“The Day of the Imprisoned Writer” (November 15th) was established by PEN International to recognize and provide support for writers who use their skills to fight political repression. Today’s Jewish Treat honors a different sort of writer in a different sort of imprisonment, the Jewish prisoners of the Nazis whose artistic lives were shaped, and most often, ended by the Holocaust.

In November 1941, the Nazis began operation at Theresienstadt (also called Terezin), a former fortress that was transformed into a “model” concentration camp.* Theresienstadt was the “show” camp to which the Nazis brought the Red Cross and foreign diplomats to demonstrate how well Jews and other prisoners were being treated. As “prettified” as the camp could be, it was still a concentration camp with torture and murder at its core.

Theresienstadt was marked as the destination to which many notable personalities were sent. Among these were a host of Jewish writers who continued to write even in their dire circumstances, such as: Norbert Frýd (1913-1976), who wrote a collection of nursery rhymes that were then set to music and performed in the camp ghetto and Peter Kien (1919-1944), who perished in Auschwitz, and wrote numerous plays as well as the libretto to a one-act opera, The Emperor of Atlantis, created in the camp.

Because of the combination of talented prisoners and Theresienstadt’s alternative purpose, there were times of actual artistic creativity at the camp.
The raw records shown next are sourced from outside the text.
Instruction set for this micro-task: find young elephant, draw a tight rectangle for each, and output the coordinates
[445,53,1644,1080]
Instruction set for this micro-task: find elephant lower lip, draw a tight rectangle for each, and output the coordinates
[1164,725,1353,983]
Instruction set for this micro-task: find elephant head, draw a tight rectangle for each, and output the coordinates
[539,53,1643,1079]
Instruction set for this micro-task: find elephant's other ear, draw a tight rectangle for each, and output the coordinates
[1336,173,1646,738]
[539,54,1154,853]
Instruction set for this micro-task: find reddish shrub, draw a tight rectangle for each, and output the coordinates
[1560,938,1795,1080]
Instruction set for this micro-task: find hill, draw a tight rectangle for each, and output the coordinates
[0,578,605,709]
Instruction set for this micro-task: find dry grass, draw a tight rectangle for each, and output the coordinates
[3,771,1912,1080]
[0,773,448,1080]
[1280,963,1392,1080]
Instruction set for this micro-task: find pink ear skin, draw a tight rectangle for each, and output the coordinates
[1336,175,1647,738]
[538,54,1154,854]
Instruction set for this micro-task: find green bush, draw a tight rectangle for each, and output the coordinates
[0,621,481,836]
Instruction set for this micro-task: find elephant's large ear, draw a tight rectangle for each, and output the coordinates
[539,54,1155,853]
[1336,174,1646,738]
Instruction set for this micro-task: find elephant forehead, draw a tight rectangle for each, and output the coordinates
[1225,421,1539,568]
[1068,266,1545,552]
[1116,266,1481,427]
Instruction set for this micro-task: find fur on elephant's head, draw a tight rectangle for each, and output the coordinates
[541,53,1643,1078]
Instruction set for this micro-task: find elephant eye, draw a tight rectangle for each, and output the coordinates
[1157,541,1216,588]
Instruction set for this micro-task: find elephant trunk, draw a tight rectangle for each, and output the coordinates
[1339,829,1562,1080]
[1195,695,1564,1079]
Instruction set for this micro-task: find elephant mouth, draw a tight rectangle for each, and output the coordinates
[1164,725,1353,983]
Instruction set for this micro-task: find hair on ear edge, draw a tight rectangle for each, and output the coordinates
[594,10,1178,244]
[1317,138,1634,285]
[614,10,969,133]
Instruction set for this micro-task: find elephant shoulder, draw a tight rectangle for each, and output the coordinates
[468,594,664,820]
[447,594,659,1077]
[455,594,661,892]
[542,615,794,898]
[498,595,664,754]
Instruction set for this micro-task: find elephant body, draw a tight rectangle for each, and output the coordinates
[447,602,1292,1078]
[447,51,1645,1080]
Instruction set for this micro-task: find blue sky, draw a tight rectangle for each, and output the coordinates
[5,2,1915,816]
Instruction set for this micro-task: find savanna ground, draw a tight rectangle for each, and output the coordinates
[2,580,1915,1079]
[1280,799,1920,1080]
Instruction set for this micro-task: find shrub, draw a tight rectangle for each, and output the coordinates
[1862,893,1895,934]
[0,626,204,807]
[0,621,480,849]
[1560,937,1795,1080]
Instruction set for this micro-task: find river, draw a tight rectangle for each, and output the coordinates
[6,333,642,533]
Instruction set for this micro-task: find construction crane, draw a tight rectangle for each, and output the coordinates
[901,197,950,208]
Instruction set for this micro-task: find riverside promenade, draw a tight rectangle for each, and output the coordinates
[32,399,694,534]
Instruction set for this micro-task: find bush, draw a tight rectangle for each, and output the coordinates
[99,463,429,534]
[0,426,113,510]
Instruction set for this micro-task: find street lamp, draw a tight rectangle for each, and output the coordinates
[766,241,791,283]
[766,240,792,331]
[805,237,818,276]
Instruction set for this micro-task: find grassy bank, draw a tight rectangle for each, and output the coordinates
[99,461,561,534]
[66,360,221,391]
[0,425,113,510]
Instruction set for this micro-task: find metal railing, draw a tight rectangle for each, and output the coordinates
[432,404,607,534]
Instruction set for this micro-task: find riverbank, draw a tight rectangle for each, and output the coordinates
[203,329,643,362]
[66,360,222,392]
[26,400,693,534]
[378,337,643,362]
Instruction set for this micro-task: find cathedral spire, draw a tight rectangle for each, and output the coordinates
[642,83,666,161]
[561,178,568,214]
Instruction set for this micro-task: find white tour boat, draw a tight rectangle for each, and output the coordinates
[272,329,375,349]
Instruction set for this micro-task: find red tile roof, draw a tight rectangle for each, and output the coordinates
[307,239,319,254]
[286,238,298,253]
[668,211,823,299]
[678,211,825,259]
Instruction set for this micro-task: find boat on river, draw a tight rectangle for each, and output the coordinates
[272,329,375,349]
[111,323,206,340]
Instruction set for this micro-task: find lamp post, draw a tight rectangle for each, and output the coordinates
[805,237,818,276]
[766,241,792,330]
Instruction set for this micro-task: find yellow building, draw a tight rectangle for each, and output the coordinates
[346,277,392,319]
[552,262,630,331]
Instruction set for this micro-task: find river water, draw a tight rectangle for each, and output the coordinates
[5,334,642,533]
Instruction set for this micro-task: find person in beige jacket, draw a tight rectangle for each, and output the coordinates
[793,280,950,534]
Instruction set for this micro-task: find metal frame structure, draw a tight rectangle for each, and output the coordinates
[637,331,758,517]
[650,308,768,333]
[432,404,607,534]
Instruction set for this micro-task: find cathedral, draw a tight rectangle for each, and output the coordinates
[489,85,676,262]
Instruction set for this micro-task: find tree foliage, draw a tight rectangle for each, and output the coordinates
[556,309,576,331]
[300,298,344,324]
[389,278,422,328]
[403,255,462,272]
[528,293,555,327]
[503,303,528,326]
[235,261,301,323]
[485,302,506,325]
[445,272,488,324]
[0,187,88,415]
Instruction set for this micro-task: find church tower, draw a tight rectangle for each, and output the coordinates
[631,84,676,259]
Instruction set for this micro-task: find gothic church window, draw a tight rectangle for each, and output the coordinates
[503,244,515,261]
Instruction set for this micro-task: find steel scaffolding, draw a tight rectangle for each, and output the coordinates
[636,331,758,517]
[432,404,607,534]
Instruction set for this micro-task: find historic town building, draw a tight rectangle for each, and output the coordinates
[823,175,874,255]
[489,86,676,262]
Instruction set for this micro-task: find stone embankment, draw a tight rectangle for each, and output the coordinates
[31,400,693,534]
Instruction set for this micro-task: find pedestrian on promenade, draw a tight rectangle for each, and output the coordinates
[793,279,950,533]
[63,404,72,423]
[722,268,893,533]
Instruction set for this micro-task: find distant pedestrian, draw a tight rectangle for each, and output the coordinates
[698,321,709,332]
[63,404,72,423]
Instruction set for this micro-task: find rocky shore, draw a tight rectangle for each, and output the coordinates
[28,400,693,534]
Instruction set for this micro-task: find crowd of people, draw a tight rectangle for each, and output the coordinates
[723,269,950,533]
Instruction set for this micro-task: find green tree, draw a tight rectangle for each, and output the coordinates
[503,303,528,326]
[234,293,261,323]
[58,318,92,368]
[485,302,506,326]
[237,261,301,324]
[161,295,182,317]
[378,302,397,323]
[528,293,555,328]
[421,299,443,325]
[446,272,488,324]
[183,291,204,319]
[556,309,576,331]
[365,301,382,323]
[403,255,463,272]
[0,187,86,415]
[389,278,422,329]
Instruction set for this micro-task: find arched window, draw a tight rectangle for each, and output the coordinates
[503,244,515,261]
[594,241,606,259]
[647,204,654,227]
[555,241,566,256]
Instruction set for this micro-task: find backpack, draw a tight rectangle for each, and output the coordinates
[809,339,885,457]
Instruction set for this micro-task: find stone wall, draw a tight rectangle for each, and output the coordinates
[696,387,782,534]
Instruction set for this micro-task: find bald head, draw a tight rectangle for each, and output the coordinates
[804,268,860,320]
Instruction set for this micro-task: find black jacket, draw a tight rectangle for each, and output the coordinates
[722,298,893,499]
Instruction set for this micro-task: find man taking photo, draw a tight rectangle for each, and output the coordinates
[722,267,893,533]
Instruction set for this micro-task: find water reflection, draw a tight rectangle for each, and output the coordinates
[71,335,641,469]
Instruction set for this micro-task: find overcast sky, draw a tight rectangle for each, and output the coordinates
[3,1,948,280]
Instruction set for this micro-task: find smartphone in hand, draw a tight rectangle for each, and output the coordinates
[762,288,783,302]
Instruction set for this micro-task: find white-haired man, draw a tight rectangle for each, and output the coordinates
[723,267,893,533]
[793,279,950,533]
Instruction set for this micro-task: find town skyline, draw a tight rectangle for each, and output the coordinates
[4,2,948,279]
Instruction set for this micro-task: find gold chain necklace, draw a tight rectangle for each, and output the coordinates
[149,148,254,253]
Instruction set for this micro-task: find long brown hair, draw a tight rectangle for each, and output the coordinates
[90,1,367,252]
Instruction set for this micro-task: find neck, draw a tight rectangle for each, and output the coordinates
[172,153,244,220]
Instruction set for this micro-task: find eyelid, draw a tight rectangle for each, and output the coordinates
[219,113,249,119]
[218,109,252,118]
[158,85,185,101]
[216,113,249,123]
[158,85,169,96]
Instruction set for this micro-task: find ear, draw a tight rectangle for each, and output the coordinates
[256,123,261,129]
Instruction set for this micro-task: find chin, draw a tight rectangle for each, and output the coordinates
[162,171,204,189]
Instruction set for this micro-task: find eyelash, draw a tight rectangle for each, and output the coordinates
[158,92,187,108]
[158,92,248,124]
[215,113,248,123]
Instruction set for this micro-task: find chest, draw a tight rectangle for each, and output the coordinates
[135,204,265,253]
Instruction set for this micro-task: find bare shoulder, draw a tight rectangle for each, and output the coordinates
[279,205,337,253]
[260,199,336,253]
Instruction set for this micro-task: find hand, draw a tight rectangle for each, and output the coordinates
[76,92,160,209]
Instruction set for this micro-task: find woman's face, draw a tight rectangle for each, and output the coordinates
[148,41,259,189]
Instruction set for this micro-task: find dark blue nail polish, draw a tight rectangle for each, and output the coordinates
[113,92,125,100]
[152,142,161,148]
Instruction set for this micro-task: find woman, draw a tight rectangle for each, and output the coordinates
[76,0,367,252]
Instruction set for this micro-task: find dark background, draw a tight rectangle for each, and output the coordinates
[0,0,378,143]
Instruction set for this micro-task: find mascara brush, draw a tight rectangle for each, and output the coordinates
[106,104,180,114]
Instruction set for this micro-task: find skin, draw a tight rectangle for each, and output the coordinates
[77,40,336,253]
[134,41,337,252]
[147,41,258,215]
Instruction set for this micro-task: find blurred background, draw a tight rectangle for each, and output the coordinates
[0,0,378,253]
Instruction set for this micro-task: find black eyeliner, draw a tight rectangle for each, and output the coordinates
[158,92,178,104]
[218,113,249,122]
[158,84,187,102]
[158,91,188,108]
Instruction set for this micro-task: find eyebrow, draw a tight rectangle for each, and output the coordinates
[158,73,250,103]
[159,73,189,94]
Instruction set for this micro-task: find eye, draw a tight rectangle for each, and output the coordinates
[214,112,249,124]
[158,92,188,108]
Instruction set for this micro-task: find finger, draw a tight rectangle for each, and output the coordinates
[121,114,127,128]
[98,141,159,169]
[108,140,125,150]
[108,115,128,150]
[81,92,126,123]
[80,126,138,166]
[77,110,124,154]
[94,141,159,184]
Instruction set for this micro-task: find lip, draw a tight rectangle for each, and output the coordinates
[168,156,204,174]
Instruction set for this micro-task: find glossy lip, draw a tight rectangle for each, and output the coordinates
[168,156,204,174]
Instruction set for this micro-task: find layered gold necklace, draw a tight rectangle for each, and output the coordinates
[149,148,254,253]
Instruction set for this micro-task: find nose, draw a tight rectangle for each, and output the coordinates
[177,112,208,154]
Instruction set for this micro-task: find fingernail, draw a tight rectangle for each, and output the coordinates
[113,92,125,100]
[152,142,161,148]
Musical and theatrical performances were arranged, and children were schooled in numerous artistic pursuits. In 1994, a collection of the poems and pictures created by the children of Theresienstadt was published under the title I Never Saw Another Butterfly, which is also the name of a haunting poem composed by 21-year-old Pavel Friedmann (who perished in Auschwitz in September 1944).

*Theresienstadt is referred to as both a camp and a ghetto.